The EU-imposed measures ban premium prices being set on the basis of gender.
But women have been the big losers, with the cost of life insurance and mortgage protection policies rising by up to 25pc. Men have seen the cost of their premiums fall by close to 30pc, an analysis of the market carried out by Caledonian Life shows.
The EU Gender Directive was introduced here at the end of 2012 to stop insurers charging different premiums based on gender.
Traditionally, women paid less for life insurance and mortgage protection policies – a form of life insurance that pays out if the mortgage holder dies.
Women used to pay less than men for life insurance because they live longer and are therefore less likely to die during the life of the policy, leading to a payout.
Men die younger, leading to a higher risk of payout by an insurer, insurance experts said.
Caledonian Life looked at the cost of life cover over the past five years and found costs for men have fallen by between 8pc and 28pc.
Costs for women have gone up by between 1pc and 25pc, according to Rachel Purcell of Caledonian Life.
The results vary depending on whether the person insured smokes or not.
Ms Purcell said: "It would clearly appear that the EU Gender Directive has had the impact that was expected when it was instituted – both male and females now pay the same price for life cover.
"Unfortunately for females, that has meant an increase in what they would have had to pay for the same policy in the past, up to 25pc more in some cases," Ms Purcell said.
She said men have fared better in recent years with marked reductions.
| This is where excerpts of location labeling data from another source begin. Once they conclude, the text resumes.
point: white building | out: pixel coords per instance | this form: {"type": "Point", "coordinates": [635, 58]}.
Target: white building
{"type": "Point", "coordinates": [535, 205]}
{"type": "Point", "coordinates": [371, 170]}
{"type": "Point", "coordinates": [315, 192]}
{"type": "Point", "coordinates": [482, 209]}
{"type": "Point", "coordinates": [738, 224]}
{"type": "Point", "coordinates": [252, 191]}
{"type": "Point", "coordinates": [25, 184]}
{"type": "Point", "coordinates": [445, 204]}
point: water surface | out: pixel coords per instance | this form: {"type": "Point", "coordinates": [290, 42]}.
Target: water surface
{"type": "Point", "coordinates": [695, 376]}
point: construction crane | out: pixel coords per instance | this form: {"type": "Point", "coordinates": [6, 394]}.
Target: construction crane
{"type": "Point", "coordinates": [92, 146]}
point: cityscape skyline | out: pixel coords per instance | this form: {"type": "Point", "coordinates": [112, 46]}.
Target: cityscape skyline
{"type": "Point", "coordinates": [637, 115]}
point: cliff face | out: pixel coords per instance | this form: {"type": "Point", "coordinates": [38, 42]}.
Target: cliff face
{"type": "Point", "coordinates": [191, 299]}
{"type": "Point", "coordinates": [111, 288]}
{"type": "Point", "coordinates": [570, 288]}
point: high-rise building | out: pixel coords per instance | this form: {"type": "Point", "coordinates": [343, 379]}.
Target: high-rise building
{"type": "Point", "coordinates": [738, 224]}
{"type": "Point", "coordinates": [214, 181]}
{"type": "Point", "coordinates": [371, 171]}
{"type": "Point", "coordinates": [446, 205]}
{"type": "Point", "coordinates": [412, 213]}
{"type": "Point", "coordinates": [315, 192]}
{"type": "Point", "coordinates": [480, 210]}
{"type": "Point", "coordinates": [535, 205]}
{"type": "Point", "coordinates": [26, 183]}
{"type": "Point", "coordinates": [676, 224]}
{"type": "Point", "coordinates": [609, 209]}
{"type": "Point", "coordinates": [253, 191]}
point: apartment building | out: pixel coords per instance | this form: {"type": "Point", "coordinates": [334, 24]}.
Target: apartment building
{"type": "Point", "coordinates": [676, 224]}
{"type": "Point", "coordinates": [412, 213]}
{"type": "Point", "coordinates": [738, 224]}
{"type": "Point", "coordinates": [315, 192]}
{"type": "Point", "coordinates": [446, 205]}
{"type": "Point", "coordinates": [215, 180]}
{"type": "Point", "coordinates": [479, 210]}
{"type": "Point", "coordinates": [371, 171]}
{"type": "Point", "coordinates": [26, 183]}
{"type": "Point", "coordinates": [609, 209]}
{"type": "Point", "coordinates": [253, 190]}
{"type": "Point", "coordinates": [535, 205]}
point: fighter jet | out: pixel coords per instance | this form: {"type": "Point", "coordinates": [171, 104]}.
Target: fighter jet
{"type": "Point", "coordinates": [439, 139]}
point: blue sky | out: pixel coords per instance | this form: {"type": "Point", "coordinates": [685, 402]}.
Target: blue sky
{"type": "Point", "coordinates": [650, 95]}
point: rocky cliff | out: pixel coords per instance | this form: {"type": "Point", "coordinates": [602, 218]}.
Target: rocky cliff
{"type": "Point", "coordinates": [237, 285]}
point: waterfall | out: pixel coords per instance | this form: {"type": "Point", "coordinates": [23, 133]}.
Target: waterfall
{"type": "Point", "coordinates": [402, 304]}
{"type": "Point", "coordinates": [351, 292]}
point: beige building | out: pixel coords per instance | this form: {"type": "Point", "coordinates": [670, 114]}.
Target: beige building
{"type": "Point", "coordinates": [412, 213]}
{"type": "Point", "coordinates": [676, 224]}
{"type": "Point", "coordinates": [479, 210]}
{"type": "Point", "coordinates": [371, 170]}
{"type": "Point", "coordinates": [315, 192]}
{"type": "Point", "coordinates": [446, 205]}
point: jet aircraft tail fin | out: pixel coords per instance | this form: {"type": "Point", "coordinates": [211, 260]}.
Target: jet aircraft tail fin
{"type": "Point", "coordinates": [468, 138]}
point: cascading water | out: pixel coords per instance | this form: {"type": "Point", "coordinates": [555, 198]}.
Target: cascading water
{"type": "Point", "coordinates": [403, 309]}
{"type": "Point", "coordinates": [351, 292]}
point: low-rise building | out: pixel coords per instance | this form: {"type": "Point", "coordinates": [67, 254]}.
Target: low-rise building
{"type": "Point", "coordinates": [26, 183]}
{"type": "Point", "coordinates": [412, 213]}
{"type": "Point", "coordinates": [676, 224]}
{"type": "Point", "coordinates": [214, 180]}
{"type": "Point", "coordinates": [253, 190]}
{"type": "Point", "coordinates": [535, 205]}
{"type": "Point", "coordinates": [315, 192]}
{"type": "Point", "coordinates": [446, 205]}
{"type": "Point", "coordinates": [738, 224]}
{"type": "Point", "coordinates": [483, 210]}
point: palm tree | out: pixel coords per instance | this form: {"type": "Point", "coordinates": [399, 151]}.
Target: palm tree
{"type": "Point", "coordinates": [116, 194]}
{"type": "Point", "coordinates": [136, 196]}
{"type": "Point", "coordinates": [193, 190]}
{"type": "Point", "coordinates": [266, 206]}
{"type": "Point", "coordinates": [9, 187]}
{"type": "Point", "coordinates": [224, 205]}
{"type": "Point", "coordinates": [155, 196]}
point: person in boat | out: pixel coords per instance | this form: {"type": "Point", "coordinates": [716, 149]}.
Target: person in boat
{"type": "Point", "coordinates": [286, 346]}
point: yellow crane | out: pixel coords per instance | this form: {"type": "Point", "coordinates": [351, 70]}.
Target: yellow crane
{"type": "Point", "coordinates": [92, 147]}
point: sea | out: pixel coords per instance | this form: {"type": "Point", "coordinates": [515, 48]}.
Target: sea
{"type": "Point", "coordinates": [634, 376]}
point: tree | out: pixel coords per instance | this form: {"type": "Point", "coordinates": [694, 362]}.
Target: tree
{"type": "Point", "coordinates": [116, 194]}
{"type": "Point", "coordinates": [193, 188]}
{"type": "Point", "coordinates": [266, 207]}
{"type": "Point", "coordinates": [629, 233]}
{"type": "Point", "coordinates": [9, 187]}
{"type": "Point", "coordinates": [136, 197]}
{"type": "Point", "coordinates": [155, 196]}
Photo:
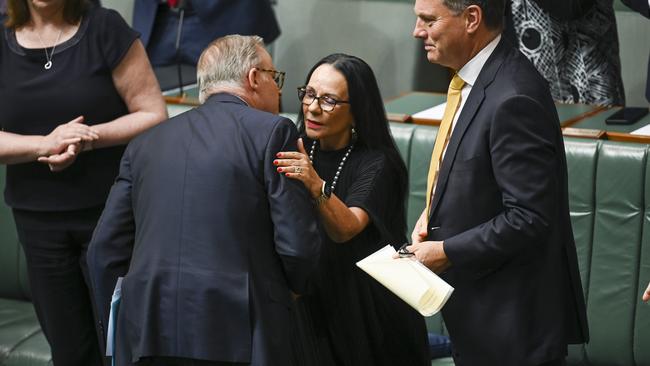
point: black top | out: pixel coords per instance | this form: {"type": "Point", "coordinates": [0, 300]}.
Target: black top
{"type": "Point", "coordinates": [34, 101]}
{"type": "Point", "coordinates": [348, 318]}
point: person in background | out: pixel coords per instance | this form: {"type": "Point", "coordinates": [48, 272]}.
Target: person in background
{"type": "Point", "coordinates": [573, 44]}
{"type": "Point", "coordinates": [350, 165]}
{"type": "Point", "coordinates": [203, 21]}
{"type": "Point", "coordinates": [75, 87]}
{"type": "Point", "coordinates": [496, 225]}
{"type": "Point", "coordinates": [209, 239]}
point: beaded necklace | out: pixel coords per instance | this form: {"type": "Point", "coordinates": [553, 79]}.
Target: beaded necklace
{"type": "Point", "coordinates": [338, 170]}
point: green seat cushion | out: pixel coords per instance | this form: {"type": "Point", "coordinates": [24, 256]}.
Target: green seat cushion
{"type": "Point", "coordinates": [22, 342]}
{"type": "Point", "coordinates": [614, 273]}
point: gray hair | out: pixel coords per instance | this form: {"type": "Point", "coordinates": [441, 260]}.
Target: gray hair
{"type": "Point", "coordinates": [493, 10]}
{"type": "Point", "coordinates": [225, 63]}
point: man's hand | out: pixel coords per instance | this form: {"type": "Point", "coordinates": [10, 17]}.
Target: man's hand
{"type": "Point", "coordinates": [419, 233]}
{"type": "Point", "coordinates": [431, 254]}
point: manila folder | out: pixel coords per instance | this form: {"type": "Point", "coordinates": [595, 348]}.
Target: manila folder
{"type": "Point", "coordinates": [409, 279]}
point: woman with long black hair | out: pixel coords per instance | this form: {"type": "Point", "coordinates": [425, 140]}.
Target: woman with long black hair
{"type": "Point", "coordinates": [348, 161]}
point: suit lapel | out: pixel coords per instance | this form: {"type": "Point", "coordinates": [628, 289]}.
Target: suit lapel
{"type": "Point", "coordinates": [474, 101]}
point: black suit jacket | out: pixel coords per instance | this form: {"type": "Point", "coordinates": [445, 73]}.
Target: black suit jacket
{"type": "Point", "coordinates": [501, 207]}
{"type": "Point", "coordinates": [208, 236]}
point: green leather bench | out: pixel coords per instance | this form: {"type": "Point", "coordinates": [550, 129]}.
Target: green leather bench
{"type": "Point", "coordinates": [609, 186]}
{"type": "Point", "coordinates": [22, 342]}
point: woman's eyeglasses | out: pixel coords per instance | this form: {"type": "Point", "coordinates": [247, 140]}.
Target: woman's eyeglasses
{"type": "Point", "coordinates": [308, 96]}
{"type": "Point", "coordinates": [278, 76]}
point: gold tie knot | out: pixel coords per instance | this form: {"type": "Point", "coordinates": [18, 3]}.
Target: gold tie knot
{"type": "Point", "coordinates": [456, 83]}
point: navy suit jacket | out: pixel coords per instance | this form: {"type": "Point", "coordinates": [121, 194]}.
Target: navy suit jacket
{"type": "Point", "coordinates": [501, 208]}
{"type": "Point", "coordinates": [209, 237]}
{"type": "Point", "coordinates": [216, 18]}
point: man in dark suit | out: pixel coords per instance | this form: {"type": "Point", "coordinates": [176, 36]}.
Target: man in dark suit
{"type": "Point", "coordinates": [497, 226]}
{"type": "Point", "coordinates": [210, 240]}
{"type": "Point", "coordinates": [204, 20]}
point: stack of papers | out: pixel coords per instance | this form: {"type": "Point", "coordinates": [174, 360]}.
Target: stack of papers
{"type": "Point", "coordinates": [408, 279]}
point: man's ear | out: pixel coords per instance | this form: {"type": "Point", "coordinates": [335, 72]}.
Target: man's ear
{"type": "Point", "coordinates": [473, 17]}
{"type": "Point", "coordinates": [251, 78]}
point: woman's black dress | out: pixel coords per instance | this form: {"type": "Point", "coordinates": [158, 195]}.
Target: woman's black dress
{"type": "Point", "coordinates": [347, 318]}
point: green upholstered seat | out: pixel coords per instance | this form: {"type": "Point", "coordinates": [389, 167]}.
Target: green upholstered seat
{"type": "Point", "coordinates": [22, 342]}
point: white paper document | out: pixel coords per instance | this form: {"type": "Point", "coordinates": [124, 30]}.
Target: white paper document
{"type": "Point", "coordinates": [432, 113]}
{"type": "Point", "coordinates": [409, 279]}
{"type": "Point", "coordinates": [645, 130]}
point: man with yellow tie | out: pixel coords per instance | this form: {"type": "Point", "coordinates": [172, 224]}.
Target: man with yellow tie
{"type": "Point", "coordinates": [496, 224]}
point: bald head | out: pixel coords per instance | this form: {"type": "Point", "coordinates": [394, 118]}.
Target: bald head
{"type": "Point", "coordinates": [224, 64]}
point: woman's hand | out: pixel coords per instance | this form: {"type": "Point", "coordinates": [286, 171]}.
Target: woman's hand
{"type": "Point", "coordinates": [58, 162]}
{"type": "Point", "coordinates": [66, 135]}
{"type": "Point", "coordinates": [296, 165]}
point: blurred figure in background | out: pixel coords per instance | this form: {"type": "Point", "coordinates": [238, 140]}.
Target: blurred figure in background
{"type": "Point", "coordinates": [203, 21]}
{"type": "Point", "coordinates": [573, 44]}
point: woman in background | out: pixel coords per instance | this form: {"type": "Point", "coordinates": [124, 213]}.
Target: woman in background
{"type": "Point", "coordinates": [75, 86]}
{"type": "Point", "coordinates": [349, 163]}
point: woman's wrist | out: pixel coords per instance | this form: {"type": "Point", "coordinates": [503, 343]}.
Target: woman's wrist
{"type": "Point", "coordinates": [317, 189]}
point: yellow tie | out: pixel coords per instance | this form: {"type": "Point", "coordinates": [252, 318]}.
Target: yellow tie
{"type": "Point", "coordinates": [453, 101]}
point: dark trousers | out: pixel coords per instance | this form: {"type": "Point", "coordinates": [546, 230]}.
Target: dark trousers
{"type": "Point", "coordinates": [55, 245]}
{"type": "Point", "coordinates": [174, 361]}
{"type": "Point", "coordinates": [560, 362]}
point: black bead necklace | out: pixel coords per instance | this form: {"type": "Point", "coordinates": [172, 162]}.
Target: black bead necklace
{"type": "Point", "coordinates": [338, 170]}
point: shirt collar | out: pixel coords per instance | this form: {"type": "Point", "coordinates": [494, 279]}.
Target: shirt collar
{"type": "Point", "coordinates": [469, 73]}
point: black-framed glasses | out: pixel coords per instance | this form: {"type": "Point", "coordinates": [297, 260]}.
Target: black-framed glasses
{"type": "Point", "coordinates": [308, 96]}
{"type": "Point", "coordinates": [278, 76]}
{"type": "Point", "coordinates": [403, 252]}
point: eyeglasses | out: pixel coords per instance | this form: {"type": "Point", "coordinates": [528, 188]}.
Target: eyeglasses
{"type": "Point", "coordinates": [278, 76]}
{"type": "Point", "coordinates": [403, 252]}
{"type": "Point", "coordinates": [326, 103]}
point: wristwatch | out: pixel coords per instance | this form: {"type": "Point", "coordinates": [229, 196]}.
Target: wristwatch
{"type": "Point", "coordinates": [325, 193]}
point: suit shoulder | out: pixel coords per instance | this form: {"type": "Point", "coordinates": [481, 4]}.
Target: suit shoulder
{"type": "Point", "coordinates": [518, 76]}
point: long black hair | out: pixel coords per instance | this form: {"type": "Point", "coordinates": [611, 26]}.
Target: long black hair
{"type": "Point", "coordinates": [370, 122]}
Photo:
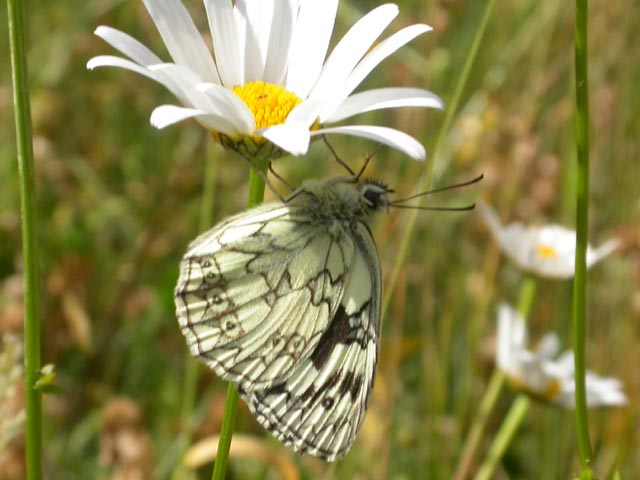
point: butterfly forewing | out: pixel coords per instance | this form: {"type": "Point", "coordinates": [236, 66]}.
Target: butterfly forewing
{"type": "Point", "coordinates": [284, 301]}
{"type": "Point", "coordinates": [320, 408]}
{"type": "Point", "coordinates": [255, 294]}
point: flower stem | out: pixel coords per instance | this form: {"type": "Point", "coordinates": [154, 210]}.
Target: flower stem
{"type": "Point", "coordinates": [191, 366]}
{"type": "Point", "coordinates": [33, 433]}
{"type": "Point", "coordinates": [256, 195]}
{"type": "Point", "coordinates": [490, 397]}
{"type": "Point", "coordinates": [582, 225]}
{"type": "Point", "coordinates": [504, 436]}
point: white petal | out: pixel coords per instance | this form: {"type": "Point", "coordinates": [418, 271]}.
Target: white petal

The life insurance market has also seen a fall in the cost of premiums due to people living longer and greater competition in the market.
"The public should remember that life cover is still extremely affordable, and much cheaper than they may expect. In fact, €240,000 worth of life cover is available from as little as €15.15 per month for 20 years, for a 30-year-old non-smoker. That's under €4 a week – less than what some people spend on coffee every day," she said.
The gender directive has also seen women lose out on motor insurance.
Traditionally, they paid less because they tend to have fewer claims, but the new directive has seen premiums rise for women, particularly younger women.